Pools have taken 22 points from a possible 33 and they must look to keep that ratio going or, better still, improve it.

It would appear, at this moment, that there will be no runaway teams like last season, when both Lincoln City and Tranmere Rovers finished past the 90-point mark.

“Right across the world, you’d say the team who makes the least mistakes will be the best team in that league.

“It’s stating the obvious really, but it’s really prevalent in what I’ve seen in the last six, seven eight weeks.

“In the early part of the season and we made mistakes and didn’t pick up many points, but of late we’ve not made many mistakes and picked up more points.

“In my experience in the games I’ve seen in this league there are two types of goals.

“There are mistakes and there are set-plays.”

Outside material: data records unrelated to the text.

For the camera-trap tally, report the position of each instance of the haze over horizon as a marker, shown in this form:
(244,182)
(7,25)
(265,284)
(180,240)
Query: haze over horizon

Pools were undone by a set-piece in mid-week, sub centre-half Jay McEveley heading in Liam Ridehalgh’s corner to earn Tranmere a point.

But, by and large, Pools have been solid at corners and free-kicks.

Harrison does not want to cite luck as an element to the team’s fortunes.

A mounting injury list is not aiding the Pools boss, but her does not want to moan about that, or a ill-bounce of the ball or refereeing decision.

“I think the luck evens itself out,” he said.

“We didn’t have much luck at the start of the season mixed with bad play too, we can’t paper over that.

“Human error brings an element of luck, but I do believe it evens itself out over a season.

“Managers can sit and think ‘what if this’, ‘what if that’ moments.

“But it works itself out over a season and it’s not something I would cite as a reason for winning or losing.”